Specifically, I’ve wondered why developers confuse these ideas over and over. Wouldn’t they, of all people, understand the pain that comes when things don’t work? After all, their job is to build things, and ensure that they work! Why can’t they see that easy often comes at a price? Are most developers just bad at their jobs?
No. But there’s more to it than that.
You see, we live in a culture of easy. Aspirational advertising promises highly intangible goals (such as respect) as outcomes of buying certain products. Social networking offers the promise of human connection while doing everything to keep us generating ad revenue. Fast food lets us eat without putting much time into preparation. But, all of those things are mere shadows of the actual reality. You fake respect by buying luxury goods, you use social networking to plan to meet someone face to face, and you don’t want to eat fast food every day. Knowing this doesn’t render you immune to the effects, unfortunately.

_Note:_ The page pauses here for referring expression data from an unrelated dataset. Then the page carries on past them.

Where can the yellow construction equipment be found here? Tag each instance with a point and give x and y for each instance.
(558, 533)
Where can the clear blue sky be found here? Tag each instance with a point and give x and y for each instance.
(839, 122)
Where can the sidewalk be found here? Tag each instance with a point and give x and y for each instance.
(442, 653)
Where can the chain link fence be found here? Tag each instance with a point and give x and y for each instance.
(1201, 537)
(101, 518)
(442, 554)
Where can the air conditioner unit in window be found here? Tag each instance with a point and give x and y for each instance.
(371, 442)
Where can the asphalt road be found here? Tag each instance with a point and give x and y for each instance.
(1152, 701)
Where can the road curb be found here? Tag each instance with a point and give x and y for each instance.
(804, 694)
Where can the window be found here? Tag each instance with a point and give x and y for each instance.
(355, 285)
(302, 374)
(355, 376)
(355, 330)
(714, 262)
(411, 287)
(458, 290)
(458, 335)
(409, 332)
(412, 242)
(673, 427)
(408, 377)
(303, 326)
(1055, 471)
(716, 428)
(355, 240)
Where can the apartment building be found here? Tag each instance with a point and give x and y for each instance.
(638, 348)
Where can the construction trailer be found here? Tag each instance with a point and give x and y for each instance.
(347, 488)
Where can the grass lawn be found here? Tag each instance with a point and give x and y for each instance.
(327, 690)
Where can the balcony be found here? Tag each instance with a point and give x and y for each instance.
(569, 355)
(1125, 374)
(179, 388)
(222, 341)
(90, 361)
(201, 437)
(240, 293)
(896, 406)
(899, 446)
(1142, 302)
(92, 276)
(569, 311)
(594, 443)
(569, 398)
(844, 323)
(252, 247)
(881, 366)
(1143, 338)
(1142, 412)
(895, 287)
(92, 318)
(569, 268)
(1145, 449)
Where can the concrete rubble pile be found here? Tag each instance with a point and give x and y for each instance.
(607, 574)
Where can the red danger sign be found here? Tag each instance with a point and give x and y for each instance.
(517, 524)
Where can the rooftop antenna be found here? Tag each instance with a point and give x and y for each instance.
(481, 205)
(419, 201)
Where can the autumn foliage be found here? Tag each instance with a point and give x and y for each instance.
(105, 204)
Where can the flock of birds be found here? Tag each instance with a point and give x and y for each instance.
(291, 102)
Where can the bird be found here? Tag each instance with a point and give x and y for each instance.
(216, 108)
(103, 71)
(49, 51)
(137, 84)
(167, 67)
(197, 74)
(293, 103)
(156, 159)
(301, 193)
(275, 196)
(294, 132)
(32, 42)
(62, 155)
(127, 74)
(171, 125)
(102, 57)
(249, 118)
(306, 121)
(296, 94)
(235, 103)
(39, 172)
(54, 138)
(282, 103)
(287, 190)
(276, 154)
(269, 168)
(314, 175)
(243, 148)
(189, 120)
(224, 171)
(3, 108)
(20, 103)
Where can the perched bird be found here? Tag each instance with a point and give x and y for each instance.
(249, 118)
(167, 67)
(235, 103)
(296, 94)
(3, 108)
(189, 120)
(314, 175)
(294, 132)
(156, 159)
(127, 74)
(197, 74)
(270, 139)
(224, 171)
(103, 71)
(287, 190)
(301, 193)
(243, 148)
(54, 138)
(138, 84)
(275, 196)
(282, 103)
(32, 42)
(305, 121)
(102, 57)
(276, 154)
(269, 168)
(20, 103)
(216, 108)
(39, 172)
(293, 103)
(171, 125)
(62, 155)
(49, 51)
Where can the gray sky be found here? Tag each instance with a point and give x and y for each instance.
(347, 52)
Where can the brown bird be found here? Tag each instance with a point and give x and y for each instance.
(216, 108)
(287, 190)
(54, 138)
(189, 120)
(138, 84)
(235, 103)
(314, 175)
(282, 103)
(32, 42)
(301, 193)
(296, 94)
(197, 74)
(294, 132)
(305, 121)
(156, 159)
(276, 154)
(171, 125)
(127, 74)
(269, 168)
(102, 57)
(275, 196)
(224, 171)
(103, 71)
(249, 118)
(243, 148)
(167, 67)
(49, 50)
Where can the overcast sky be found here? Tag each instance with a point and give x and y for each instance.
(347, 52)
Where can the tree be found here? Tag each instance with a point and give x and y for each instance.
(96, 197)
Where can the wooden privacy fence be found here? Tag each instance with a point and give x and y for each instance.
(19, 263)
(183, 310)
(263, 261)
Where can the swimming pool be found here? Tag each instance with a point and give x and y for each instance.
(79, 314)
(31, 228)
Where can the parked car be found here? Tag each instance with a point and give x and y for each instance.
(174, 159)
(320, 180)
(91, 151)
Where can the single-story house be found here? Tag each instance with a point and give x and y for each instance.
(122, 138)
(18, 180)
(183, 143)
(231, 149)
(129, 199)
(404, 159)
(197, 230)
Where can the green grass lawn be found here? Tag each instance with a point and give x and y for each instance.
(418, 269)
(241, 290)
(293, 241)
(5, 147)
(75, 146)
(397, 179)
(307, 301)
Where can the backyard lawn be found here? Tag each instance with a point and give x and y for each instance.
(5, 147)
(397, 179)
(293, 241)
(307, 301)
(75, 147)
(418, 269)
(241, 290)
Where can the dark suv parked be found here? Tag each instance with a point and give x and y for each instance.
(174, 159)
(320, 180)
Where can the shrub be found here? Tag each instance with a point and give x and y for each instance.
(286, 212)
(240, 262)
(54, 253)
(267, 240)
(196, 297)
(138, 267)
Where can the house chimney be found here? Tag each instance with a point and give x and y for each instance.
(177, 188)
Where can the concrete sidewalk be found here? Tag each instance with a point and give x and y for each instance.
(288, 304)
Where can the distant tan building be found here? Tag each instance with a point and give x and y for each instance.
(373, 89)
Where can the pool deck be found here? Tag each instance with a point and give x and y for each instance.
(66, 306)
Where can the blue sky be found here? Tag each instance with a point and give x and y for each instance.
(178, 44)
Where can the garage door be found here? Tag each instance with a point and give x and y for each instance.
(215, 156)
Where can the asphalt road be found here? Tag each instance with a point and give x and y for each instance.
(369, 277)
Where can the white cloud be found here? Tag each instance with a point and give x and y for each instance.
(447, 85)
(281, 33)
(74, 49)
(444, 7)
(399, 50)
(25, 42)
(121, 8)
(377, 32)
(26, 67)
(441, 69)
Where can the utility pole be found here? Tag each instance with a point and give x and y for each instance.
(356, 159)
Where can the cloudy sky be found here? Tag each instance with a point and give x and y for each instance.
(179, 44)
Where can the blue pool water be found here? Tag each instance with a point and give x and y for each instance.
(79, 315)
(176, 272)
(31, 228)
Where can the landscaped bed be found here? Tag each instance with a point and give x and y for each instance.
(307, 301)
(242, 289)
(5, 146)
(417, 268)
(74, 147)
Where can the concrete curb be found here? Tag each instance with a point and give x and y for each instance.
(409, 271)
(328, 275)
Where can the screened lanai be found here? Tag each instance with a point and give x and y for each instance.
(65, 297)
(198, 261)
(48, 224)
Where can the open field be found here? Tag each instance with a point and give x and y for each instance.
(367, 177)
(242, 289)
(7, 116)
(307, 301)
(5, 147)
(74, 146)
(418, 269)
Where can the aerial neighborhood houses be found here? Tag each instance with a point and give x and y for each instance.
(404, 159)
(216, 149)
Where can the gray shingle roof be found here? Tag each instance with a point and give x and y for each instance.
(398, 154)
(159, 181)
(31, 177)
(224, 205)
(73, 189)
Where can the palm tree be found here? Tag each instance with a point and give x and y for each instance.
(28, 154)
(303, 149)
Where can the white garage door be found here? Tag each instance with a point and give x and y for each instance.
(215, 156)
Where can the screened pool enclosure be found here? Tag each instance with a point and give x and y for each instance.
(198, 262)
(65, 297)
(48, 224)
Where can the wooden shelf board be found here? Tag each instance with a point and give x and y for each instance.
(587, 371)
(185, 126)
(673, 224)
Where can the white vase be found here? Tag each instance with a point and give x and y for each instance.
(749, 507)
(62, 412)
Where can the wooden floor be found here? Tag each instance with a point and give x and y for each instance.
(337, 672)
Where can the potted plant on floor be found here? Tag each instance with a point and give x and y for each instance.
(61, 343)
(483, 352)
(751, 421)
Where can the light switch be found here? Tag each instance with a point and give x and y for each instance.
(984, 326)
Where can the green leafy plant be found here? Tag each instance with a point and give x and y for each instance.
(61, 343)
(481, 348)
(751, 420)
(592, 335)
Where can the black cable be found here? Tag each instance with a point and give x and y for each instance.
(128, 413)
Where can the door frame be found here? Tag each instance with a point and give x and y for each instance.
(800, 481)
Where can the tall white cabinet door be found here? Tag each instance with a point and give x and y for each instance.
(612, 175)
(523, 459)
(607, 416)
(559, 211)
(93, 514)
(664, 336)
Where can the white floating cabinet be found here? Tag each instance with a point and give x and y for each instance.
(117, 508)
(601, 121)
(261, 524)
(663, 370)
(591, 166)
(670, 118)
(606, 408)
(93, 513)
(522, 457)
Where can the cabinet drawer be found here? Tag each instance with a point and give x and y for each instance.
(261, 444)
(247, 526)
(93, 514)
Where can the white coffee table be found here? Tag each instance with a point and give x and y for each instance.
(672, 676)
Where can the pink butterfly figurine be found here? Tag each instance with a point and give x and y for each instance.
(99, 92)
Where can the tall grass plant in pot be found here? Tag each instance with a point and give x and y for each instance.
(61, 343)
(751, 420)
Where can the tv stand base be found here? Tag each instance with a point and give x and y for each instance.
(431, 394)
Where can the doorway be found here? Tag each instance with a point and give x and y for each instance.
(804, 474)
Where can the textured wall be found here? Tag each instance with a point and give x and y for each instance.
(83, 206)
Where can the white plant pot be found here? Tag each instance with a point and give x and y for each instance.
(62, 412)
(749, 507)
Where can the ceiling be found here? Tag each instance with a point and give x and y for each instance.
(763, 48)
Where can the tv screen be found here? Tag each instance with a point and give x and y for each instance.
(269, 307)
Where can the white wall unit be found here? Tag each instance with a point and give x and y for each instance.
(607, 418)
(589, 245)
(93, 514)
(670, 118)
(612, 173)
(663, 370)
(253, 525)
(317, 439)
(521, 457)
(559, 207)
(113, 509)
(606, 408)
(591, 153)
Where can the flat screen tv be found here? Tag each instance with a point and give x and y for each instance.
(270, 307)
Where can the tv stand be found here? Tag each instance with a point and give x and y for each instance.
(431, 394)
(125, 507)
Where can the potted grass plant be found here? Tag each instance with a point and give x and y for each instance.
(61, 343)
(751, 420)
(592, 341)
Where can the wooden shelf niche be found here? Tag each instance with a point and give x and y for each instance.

That consumer mindset is easy to bring into other areas of life, and software is no exception. Following the buzz of the tech community is like injecting a giant dose of marketing into your brain. The worst part about it is: you don’t even realize it’s happening. You see people talking a lot about Node, or Docker, or Go, and some part of you figures, “these must be important technologies, or else nobody would be talking about them!” Except, you don’t really know their technical merits, you’ve only inferred this based upon the fact that discussion about them was occuring. After all, they wouldn’t be new if they weren’t better than what’s already out there, right? Surely everyone can’t be fooled!
Except, everyone is often fooled. In a consumer culture, we’re trained to be fooled. We’re taught to be passive, and we’re taught to consume shiny things. New technology is marketed to us in exactly the same way as consumer products are. The feedback cycle of effusive blog posts, heavy marketing, corporate backing, and proclamations of “this time it’s different” create hype. It tells us a story we want to believe. And because we want to believe it, we fall for it.
Meanwhile, the Software Problem rages on, as bad as it ever was. Strangely, nobody seems to notice that the Previous Great Thing didn’t really fix it.
Maybe the Next Big Thing will save us? Don’t let us down, Hacker News!